Spanish program helps student progress

Thursday, Nov. 10, 2005


Click here to enlarge this photo
Greg Dohler⁄The Gazette
Janay Jackson (center), 6, and fellow pupils at the International Day School in Oxon Hill rehearse Mexican dances with Raices Mexicanas, a folkloric dance group of 30 teachers from Mexico visiting the school. The visitors have been teaching a variety of traditional Mexican dances.



A visiting teacher from Mexico sat in the corner of a classroom at the Maryland International Day School in Oxon Hill strumming a guitar and singing along with a student in Spanish.

A couple of doors down the hallway, pre-kindergarten and kindergarten students sang along in Spanish with their teacher after learning how to count money in English.

As the school’s 45 students prepared for their traditional folkloric dance performance with visiting teachers from Mexico, the head and founder of the school, Esther V. Donawa, said the children were able to learn through immersion and International Baccalaureate (IB) programs.

‘‘It is an academically accelerated program,” Donawa said, adding that the school’s six teachers alternate between classes of no more than 15 students each, with classes ranging from pre-kindergarten to fifth grade. ‘‘We want to make sure the kids get individual attention. We don’t want anyone to get left behind.”

Donawa said most students’ parents speak English as a primary language, with students being taught various subjects in English three days per week and then studying the same subjects in Spanish from another teacher the other two days

‘‘We work together, and we have the same books,” said Monica Ambrosino, who teaches first- and second-graders in English. Born in England, and raised in Italy, Ambrosino also teaches French to some students and said the shared duties between teachers and mixed grade-level classrooms are helpful to the learning process.

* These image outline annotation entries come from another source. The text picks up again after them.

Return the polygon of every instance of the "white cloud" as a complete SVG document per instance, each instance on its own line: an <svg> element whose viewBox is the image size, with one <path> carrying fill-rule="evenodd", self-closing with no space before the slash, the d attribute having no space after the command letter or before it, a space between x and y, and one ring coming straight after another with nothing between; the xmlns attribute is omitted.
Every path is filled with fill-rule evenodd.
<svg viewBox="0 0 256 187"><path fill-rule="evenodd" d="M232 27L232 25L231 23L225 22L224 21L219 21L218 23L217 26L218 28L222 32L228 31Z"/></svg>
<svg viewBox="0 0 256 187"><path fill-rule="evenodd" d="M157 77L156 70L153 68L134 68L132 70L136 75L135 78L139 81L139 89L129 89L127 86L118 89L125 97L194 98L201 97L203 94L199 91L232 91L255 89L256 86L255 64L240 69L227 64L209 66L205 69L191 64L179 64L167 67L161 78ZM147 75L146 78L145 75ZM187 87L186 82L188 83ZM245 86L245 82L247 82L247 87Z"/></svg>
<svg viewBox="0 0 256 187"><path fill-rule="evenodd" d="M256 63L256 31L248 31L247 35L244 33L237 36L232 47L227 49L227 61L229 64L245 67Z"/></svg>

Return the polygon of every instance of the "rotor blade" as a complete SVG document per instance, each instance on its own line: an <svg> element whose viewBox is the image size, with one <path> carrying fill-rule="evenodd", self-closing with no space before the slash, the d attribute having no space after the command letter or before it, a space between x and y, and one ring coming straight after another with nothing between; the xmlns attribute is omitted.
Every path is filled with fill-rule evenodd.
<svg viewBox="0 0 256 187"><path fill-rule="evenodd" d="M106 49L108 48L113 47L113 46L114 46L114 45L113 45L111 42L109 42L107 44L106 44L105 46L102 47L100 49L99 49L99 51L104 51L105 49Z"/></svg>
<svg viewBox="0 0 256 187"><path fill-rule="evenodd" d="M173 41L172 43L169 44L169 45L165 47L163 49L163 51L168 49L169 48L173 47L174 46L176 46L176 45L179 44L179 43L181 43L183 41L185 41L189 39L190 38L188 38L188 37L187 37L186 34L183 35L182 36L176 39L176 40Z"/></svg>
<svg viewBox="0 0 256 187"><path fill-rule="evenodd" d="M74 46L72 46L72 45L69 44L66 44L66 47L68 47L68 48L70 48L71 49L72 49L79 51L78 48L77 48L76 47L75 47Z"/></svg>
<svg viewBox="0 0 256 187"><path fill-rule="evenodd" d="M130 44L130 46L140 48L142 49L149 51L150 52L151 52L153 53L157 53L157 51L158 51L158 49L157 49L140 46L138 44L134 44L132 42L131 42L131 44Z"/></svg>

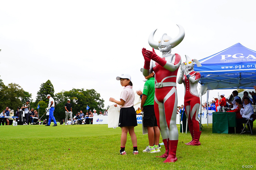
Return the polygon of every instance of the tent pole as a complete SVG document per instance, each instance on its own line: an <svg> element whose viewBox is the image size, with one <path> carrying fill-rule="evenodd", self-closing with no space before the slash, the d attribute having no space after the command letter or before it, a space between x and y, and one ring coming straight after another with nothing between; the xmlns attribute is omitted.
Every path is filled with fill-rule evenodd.
<svg viewBox="0 0 256 170"><path fill-rule="evenodd" d="M200 109L200 129L201 130L202 129L202 94L201 93L201 104L200 105L200 107L201 108L201 109Z"/></svg>
<svg viewBox="0 0 256 170"><path fill-rule="evenodd" d="M208 126L208 100L209 100L209 90L207 90L207 106L206 106L207 107L207 112L206 114L206 117L207 117L207 126Z"/></svg>

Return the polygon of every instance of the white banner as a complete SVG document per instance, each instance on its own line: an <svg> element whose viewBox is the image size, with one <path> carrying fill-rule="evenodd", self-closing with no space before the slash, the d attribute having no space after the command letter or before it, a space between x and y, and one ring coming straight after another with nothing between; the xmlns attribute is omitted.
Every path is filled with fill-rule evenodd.
<svg viewBox="0 0 256 170"><path fill-rule="evenodd" d="M93 124L107 124L107 116L93 116Z"/></svg>

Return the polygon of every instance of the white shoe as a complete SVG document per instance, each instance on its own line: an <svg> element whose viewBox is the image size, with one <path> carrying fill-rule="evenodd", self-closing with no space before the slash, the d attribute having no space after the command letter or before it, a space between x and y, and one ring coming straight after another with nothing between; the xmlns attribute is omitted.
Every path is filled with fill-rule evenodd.
<svg viewBox="0 0 256 170"><path fill-rule="evenodd" d="M148 153L156 153L157 151L155 149L155 147L154 147L152 149L149 147L149 146L147 147L145 150L143 150L142 151L143 152L147 152Z"/></svg>
<svg viewBox="0 0 256 170"><path fill-rule="evenodd" d="M159 146L158 146L156 148L154 147L155 148L155 150L156 150L157 152L160 152L161 151L160 149L160 148Z"/></svg>

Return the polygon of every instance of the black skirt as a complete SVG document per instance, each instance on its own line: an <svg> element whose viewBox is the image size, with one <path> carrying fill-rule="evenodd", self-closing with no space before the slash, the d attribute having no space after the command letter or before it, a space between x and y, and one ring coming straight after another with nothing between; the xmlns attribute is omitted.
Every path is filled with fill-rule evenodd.
<svg viewBox="0 0 256 170"><path fill-rule="evenodd" d="M136 126L138 125L136 112L133 106L121 108L118 126Z"/></svg>

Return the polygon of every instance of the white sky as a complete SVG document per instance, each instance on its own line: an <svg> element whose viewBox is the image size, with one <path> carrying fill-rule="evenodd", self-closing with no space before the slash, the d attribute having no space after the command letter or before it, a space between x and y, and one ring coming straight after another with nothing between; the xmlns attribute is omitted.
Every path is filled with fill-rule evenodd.
<svg viewBox="0 0 256 170"><path fill-rule="evenodd" d="M0 78L18 84L35 99L49 79L55 93L93 88L105 101L119 99L115 77L132 76L143 88L141 49L151 49L150 34L158 29L174 38L176 24L185 30L173 53L198 60L238 43L256 50L254 1L2 1L0 6ZM158 50L156 52L161 55ZM179 72L178 73L179 75ZM177 83L178 105L184 87ZM199 89L200 85L198 86ZM232 90L210 91L209 99ZM206 95L203 96L206 100Z"/></svg>

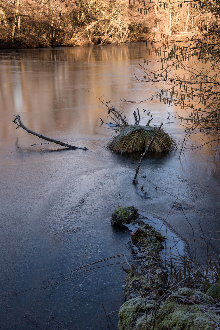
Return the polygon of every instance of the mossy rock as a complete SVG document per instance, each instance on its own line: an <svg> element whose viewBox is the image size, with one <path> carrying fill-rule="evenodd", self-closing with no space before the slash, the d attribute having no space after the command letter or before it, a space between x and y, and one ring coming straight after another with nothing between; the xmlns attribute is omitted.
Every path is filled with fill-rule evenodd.
<svg viewBox="0 0 220 330"><path fill-rule="evenodd" d="M150 309L153 303L140 296L126 301L121 306L119 314L118 330L133 330L136 328L136 321L146 309ZM146 328L145 328L146 329Z"/></svg>
<svg viewBox="0 0 220 330"><path fill-rule="evenodd" d="M194 304L179 302L179 296L190 297L195 295L199 295L204 303L210 304L208 297L200 291L187 288L179 289L167 298L159 309L154 330L211 330L212 325L215 322L201 310L201 308L204 307L202 302ZM209 309L206 312L218 322L220 322L219 314L214 311Z"/></svg>
<svg viewBox="0 0 220 330"><path fill-rule="evenodd" d="M149 284L148 279L144 275L139 275L138 277L134 276L132 271L129 270L125 281L124 296L127 298L131 293L146 296L151 291L153 291L153 287Z"/></svg>
<svg viewBox="0 0 220 330"><path fill-rule="evenodd" d="M112 214L111 222L115 226L121 226L135 221L138 216L137 210L133 206L120 206Z"/></svg>
<svg viewBox="0 0 220 330"><path fill-rule="evenodd" d="M162 242L166 239L166 237L142 220L138 219L136 222L139 228L131 234L133 244L140 249L143 248L146 250L147 248L148 254L158 254L164 248Z"/></svg>

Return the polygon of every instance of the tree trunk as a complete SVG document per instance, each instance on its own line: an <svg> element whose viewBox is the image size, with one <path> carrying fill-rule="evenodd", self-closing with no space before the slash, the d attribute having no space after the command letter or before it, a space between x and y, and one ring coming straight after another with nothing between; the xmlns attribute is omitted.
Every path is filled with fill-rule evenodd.
<svg viewBox="0 0 220 330"><path fill-rule="evenodd" d="M0 14L3 17L3 20L5 26L6 27L8 26L7 16L6 16L3 1L2 1L0 2Z"/></svg>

‘‘We know exactly what their weaknesses are and what their strengths are,” she said. ‘‘The kids get used to [the languages] quite quickly.”

ToMeka Nunn of Fort Washington, who has a son in kindergarten at the school, said she speaks Spanish and has lived in different countries and wanted her son to have experiences with people from diverse backgrounds.

‘‘I think it’s very important to let [children] know that you’re not the only people in your world,” she said, noting that many students in her son’s classes are black Americans and learn about different cultures from the international faculty. ‘‘You have to find a place that’s going to provide a good, solid foundation for your child.”

Nunn said she chose the international school over other public and private schools because she can be involved with teachers and the board of directors and her son is making academic strides. ‘‘I feel that he’s made a miraculous change from last year,” she said. ‘‘He’s just tripled in what he knows.”

Donawa, who also lives in Fort Washington, said her two children originally went to school on Capitol Hill before she founded the international school after basing the concept on a similar school in the District. She said she was thinking of sending her first child to that school, but with the tuition exceeding $20,000, Donawa said she thought the money could be better spent on a neighborhood program that could serve her children and others. The international school opened in 2001.

María Paz, who taught in Chile for 10 years before teaching pre-kindergarten and kindergarten children in Spanish at the Oxon Hill school, said students are able to learn by singing in Spanish.

‘‘It helps them pronounce, it helps the memory,” she said in Spanish, adding that children sing every day and repeat words on various themes. ‘‘It helps them learn to read.”

Donawa’s daughter, Samantha, 9, who is now a fourth-grader at the school, spoke about her experiences with the immersion program in Spanish, as Donawa, who primarily speaks English, looked on. ‘‘It’s fun,” Samantha said of her classes. ‘‘We do things together.”

Samantha said her ability to speak Spanish was important to her mother, who responded with a smile. ‘‘That’s what makes this all worthwhile. When you see a child at nine [years old] communicating like that in both languages,” Donawa said. ‘‘They don’t understand yet, how important it is.”